La fiscalité est l'ensemble des pratiques relatives à la perception des impôts et autres prélèvements obligatoires qui permettent de financer les besoins des Etats et des collectivités. En effet, cette dernière donne à un Etat sa capacité à payer ses dépenses publiques, qu'il s'agisse de construction de ponts, de routes, d'écoles, d'hôpitaux publics ou autres.

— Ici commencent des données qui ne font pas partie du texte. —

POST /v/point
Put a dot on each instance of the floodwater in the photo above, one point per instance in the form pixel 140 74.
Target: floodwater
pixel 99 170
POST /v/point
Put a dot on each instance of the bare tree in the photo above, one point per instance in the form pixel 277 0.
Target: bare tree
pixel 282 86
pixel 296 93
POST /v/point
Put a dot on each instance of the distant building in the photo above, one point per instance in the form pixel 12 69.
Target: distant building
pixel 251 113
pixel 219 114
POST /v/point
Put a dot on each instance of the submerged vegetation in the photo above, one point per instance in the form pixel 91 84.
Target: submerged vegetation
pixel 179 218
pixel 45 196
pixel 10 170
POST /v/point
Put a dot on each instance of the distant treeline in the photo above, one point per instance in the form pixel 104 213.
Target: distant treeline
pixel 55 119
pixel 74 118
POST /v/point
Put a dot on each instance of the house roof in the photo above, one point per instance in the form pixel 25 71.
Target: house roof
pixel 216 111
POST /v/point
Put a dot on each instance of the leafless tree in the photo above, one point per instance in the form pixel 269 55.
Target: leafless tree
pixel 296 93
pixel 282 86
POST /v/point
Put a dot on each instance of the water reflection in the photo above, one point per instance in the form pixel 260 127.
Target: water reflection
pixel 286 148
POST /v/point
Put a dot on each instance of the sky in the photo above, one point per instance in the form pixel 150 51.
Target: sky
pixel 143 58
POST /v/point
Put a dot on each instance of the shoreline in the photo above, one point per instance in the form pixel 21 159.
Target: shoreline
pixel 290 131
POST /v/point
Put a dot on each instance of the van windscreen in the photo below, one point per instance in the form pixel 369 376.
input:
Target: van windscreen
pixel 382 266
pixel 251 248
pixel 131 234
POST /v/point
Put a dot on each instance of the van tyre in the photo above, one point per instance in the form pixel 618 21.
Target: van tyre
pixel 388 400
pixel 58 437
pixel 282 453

La législation fiscale applicable aux banques et institutions financières est à rechercher à deux niveaux. Il s'agit d'abord de l'impôt dont elles sont redevables elles-mêmes sur leur résultat (l'impôt sur les sociétés), sur leurs activités (contribution des patentes), sur leurs propriétés (les contributions foncières) et sur les rémunérations versées (la contribution forfaitaire à la charge de l'employeur). Ensuite, l'impôt dont elles sont redevables légaux, qui est la catégorie de contributions la plus importante.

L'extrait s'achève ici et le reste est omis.